Further, the face value of a company is not affected by whether the market price goes up or down. However, the face value of a company will reduce in the case of a stock split. For example, if the current face value of a company is Rs 10 and it announces a stock split in the ratio of 1:1. Then, the face value of that company will split in the same proportion. Here, the face value will change to Rs 5 as the total number of share doubles after the stock split.

Also read: Stock split vs bonus share – Basics of stock market

— Book Value

In simple words, the book value of a company theoretically means the total value of the company’s assets that shareholders will receive in case the company gets liquidated i.e. when all company’s assets get sold and all the liabilities are paid back to all the debt-holders. Therefore, book value can be considered as the net value of the company reflected in its books.

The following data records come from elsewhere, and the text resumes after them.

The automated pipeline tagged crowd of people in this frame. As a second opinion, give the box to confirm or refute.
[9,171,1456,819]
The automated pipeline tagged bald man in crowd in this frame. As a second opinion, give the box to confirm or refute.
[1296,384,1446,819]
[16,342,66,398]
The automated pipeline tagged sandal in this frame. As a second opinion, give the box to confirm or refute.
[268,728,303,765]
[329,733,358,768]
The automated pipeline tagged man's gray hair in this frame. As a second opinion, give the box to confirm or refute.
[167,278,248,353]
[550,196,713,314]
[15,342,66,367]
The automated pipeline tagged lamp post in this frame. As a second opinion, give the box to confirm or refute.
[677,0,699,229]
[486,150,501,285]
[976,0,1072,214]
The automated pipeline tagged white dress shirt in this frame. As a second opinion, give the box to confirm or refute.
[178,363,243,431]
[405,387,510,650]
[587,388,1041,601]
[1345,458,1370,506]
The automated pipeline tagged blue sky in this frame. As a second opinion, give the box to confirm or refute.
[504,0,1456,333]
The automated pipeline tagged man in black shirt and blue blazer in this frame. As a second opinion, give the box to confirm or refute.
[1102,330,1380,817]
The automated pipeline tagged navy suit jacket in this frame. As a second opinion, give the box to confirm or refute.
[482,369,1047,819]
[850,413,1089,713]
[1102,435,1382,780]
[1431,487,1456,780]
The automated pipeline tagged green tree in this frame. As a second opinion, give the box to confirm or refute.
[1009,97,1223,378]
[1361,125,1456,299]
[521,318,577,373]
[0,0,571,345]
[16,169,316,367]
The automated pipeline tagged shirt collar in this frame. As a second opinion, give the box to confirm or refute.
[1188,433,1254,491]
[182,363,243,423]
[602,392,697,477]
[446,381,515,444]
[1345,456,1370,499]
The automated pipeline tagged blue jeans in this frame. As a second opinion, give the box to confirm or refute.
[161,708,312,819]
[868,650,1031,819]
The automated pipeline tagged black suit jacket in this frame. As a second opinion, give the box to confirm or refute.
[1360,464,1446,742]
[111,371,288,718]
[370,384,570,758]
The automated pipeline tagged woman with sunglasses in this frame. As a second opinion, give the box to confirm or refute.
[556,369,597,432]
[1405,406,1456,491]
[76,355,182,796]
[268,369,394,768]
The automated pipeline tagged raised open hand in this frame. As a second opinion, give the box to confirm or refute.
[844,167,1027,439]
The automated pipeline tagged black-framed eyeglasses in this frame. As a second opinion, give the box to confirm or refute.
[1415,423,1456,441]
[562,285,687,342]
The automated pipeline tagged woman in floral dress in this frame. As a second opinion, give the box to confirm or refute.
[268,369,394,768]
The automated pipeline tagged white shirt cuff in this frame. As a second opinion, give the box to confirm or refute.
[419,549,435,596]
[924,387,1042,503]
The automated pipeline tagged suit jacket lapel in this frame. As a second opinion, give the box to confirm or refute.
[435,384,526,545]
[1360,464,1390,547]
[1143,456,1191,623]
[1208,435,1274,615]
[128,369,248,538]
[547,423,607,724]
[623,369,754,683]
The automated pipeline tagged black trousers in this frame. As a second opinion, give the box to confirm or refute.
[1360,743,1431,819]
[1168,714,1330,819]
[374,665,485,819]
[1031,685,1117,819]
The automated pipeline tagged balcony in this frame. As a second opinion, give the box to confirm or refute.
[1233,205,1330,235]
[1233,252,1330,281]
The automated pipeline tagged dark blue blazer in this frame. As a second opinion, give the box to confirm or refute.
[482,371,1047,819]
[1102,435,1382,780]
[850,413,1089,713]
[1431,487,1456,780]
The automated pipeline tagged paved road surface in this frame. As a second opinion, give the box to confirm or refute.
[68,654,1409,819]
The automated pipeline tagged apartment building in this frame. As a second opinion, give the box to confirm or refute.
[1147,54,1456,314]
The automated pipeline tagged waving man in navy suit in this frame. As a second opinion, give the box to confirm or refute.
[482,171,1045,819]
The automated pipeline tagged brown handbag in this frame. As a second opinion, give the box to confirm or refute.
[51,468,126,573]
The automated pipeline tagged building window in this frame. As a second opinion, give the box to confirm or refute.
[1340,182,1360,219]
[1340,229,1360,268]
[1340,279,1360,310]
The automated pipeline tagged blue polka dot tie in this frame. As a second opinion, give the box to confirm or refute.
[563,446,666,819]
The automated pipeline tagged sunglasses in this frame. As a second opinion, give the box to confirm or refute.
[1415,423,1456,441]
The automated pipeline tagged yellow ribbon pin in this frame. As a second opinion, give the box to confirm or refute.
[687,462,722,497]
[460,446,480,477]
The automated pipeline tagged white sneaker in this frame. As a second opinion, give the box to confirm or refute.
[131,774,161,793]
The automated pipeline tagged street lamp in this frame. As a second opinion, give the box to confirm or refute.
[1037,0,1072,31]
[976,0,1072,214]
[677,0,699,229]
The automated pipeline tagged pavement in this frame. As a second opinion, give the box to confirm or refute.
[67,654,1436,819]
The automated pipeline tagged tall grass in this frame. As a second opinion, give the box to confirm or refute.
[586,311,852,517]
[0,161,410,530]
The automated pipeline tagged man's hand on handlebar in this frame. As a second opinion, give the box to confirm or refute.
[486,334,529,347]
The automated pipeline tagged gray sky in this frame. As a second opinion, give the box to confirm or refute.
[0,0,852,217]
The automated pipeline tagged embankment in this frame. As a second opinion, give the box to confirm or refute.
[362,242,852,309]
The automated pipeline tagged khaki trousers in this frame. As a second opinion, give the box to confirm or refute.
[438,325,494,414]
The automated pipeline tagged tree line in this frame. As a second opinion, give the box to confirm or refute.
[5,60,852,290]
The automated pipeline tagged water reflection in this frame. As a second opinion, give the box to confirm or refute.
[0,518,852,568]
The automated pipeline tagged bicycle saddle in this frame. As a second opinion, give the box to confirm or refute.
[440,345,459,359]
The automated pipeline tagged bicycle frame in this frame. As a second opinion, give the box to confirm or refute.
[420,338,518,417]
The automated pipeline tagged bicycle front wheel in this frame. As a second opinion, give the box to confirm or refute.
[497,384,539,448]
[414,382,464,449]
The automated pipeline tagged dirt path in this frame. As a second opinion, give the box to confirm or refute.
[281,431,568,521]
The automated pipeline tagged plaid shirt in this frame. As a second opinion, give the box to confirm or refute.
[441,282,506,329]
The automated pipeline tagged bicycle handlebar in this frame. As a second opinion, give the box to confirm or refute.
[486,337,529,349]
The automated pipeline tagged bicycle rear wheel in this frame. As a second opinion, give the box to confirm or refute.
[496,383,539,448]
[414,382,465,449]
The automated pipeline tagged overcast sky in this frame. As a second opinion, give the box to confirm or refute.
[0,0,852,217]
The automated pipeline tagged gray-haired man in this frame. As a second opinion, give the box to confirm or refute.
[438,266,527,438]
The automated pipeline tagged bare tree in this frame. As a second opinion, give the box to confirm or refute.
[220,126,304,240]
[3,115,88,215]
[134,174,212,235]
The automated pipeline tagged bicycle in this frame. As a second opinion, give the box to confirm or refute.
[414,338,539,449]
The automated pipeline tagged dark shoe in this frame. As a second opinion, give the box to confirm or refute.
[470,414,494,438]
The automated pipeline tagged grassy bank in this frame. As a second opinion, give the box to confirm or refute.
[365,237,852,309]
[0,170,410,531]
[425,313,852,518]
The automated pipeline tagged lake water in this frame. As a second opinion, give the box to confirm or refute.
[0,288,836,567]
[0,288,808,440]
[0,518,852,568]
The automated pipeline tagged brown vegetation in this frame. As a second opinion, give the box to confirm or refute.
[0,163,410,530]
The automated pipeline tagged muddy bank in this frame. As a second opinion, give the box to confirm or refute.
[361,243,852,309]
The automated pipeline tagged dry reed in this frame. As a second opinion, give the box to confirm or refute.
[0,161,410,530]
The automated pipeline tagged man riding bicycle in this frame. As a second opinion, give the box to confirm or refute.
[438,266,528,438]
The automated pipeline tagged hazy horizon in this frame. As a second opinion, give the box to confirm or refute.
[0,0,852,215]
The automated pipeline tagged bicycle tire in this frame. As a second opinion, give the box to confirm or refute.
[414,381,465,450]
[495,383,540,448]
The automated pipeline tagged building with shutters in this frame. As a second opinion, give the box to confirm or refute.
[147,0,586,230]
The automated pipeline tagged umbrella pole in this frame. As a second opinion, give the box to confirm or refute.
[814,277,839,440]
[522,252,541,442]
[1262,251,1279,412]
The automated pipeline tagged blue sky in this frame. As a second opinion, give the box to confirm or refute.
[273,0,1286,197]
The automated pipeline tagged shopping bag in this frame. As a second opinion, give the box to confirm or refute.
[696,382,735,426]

The book value is calculated as total assets minus intangible assets (patents, goodwill) and liabilities. When you divide the book value of a company by it the total number of outstanding shares, you arrive at the book value per share.

You can compare the book value per share of a company with its market price to find whether the company is under or overvalued. Further, its always advisable to invest in companies with growing book value over time.

For example- here is the book value of ASIAN PAINTS:

face value and book value-min

(Source: Moneycontrol)

Where to find these values?

The face value, book value and market value of a company can be found on almost all financial websites.

Whenever you open the company page on any financial websites, the first thing that you’ll notice is its market value per share. However, just by cruising a little, you can easily find face value and book value per share of the company. For example, here is the face value, market value and book value per share for Asian Paints. (Source- Screener).

screener face value market value and book value-min

(Source- Screener)

Similarly, you can use MoneyControl Website to find out the Face Value, Market Value & Book Value of a company:

MoneyControl Website to find out the Face Value, Market Value & Book Value of a company

(Source: Money Control)

Further, you can also find this information on other popular financial websites like Yahoo Finance, Marketsmojo, Equitymaster, etc.

Also read:

Closing Thoughts

By now, the meaning of face value, market value, and book value should be clear to you. All these three terms are different and one should not get confused among them while studying any company.

Market value per share is the current value at which the stock is trading in the market. Face value is the value of a company listed in its books of the company and share certificate. And finally, the book value of a company is the total value of the company’s assets that shareholders will receive in case the company gets liquidated.

That’s all for this post. I hope it was useful to you. Happy Investing!!